Il “reverse charge” è un metodo di applicazione dell’IVA che permette di effettuare l’inversione contabile dell’imposta sul destinatario della prestazione, invece che sul cedente. Di norma, colui che fornisce il servizio applica l’aliquota in fattura, addebitando il pagamento al cliente e poi cedendo la somma allo Stato. La criticità fondamentale di questo sistema risiede nella possibilità di evasione fiscale da parte dei produttori, che tratterrebbero con regolarità l’IVA invece di versarla.
Attraverso il metodo reverse charge, è l’utilizzatore del servizio a dover emettere un’autofattura da inserire nel registro di quelle emesse e degli acquisti. Egli quindi pagherebbe l’IVA in luogo del fornitore, per poi detrarla.
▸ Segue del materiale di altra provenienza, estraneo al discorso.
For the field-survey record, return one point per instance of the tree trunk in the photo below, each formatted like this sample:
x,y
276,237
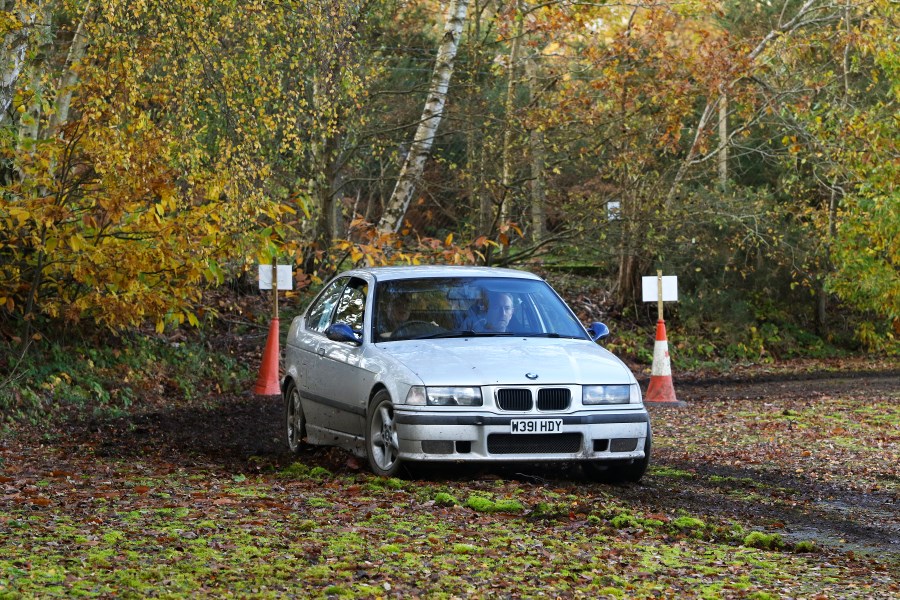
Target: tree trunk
x,y
723,142
507,173
15,43
69,76
538,186
414,164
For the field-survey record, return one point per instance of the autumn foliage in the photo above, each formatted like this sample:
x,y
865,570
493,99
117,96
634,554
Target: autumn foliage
x,y
150,151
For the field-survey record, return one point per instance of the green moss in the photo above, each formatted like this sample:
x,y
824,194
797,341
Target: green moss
x,y
671,472
624,521
482,504
445,499
763,541
319,473
465,549
688,523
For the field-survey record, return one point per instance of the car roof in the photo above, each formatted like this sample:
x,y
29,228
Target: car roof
x,y
422,271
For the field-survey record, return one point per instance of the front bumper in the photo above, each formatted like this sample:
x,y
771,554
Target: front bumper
x,y
479,436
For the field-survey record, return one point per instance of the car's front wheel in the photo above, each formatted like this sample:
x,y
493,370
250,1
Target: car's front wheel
x,y
382,443
294,418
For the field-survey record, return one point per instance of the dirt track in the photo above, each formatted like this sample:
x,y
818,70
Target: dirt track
x,y
696,468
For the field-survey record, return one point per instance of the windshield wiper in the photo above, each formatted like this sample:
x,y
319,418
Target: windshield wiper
x,y
553,335
464,333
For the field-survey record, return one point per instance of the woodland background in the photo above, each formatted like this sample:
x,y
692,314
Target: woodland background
x,y
151,154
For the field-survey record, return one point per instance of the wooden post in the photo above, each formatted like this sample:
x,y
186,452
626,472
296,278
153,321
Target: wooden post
x,y
275,286
659,294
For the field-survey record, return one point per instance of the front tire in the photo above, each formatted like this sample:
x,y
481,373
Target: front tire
x,y
295,420
382,443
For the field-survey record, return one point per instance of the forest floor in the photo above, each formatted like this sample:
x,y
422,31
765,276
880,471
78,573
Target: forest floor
x,y
777,481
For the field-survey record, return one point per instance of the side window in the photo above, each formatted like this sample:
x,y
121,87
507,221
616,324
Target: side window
x,y
351,307
319,315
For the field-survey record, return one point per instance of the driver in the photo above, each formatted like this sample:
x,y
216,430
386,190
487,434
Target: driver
x,y
395,311
499,311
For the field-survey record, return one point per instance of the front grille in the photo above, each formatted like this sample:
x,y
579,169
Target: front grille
x,y
556,443
623,445
554,399
514,399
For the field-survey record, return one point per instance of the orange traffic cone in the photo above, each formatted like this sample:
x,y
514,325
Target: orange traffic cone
x,y
267,383
661,389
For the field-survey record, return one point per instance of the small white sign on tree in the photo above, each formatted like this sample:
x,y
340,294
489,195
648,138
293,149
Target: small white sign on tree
x,y
660,289
285,278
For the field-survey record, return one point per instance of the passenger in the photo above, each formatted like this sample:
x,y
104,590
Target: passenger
x,y
499,312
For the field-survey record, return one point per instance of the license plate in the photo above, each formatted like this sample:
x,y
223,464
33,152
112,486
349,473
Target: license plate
x,y
535,426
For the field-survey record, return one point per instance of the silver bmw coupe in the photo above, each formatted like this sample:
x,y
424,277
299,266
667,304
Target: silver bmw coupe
x,y
457,364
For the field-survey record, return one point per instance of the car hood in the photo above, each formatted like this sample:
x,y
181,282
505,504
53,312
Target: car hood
x,y
508,361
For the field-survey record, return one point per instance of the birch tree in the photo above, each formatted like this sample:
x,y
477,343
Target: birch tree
x,y
420,149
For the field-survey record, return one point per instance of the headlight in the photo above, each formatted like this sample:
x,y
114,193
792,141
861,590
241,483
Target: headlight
x,y
444,396
610,394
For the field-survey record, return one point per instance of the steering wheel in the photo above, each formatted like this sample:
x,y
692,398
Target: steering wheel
x,y
411,328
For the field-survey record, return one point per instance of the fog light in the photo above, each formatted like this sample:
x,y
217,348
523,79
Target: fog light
x,y
437,447
623,445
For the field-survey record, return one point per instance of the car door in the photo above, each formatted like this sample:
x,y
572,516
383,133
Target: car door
x,y
310,350
343,378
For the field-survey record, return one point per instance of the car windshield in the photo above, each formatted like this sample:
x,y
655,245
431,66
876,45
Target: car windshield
x,y
442,307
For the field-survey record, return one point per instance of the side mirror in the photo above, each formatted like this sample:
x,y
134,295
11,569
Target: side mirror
x,y
341,332
598,331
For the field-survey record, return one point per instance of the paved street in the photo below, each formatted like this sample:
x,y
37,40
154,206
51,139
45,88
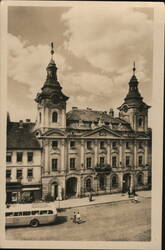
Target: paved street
x,y
103,222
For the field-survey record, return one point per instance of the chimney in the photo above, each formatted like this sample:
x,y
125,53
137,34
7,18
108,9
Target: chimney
x,y
111,112
74,108
21,124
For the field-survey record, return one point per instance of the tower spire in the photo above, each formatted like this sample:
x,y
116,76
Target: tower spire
x,y
134,68
52,50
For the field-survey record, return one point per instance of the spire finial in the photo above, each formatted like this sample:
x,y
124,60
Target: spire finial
x,y
52,50
134,68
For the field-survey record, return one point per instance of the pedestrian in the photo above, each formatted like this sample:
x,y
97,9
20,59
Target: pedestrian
x,y
136,200
78,217
74,217
90,196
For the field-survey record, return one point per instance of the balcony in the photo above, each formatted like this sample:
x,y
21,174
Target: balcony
x,y
100,167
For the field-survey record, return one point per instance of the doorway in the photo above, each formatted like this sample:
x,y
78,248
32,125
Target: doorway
x,y
71,187
126,182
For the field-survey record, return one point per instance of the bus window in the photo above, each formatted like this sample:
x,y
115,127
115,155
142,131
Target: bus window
x,y
50,212
43,212
35,212
26,213
17,213
8,214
In alternativa, l’acquirente deve semplicemente integrare un documento già esistente, aggiungendo l’imposta in base all’aliquota di appartenenza.
L’annotazione della fattura su entrambi i registri consente di neutralizzare dal punto di vista contabile l’operazione senza che l’esborso sia effettivo. L’IVA quindi non viene corrisposta materialmente allo Stato da nessuno dei due soggetti, al netto di detrazioni sussistenti. L’Erario ha in ogni caso molto più controllo sugli adempimenti da parte delle imprese attraverso il reverse charge, evitando contemporaneamente che l’acquirente detragga l’imposta anche in mancanza di versamento da parte del fornitore.
Questo regime si applica alle cessioni di bene e prestazioni di servizi effettuate nei confronti di enti pubblici e privati, consorzi, associazioni, anche qualora agissero al di fuori di attività commerciali o agricole. Inoltre, è utilizzabile anche in caso di cessioni imponibili di oro da investimento, acquisti di gas naturale tramite la rete di distribuzione ed energia elettrica.
In questi anni, il metodo è stato applicato in settori dove sono molto più frequenti i fenomeni di evasione. Quelli più rilevanti sono: l’edilizia, i prodotti elettronici ceduti durante la fase distributiva e non al dettaglio, l’oro, i rottami, il gas – l’energia (escluso il GPL) e i consorzi (subordinati ad autorizzazione da parte dell’UE).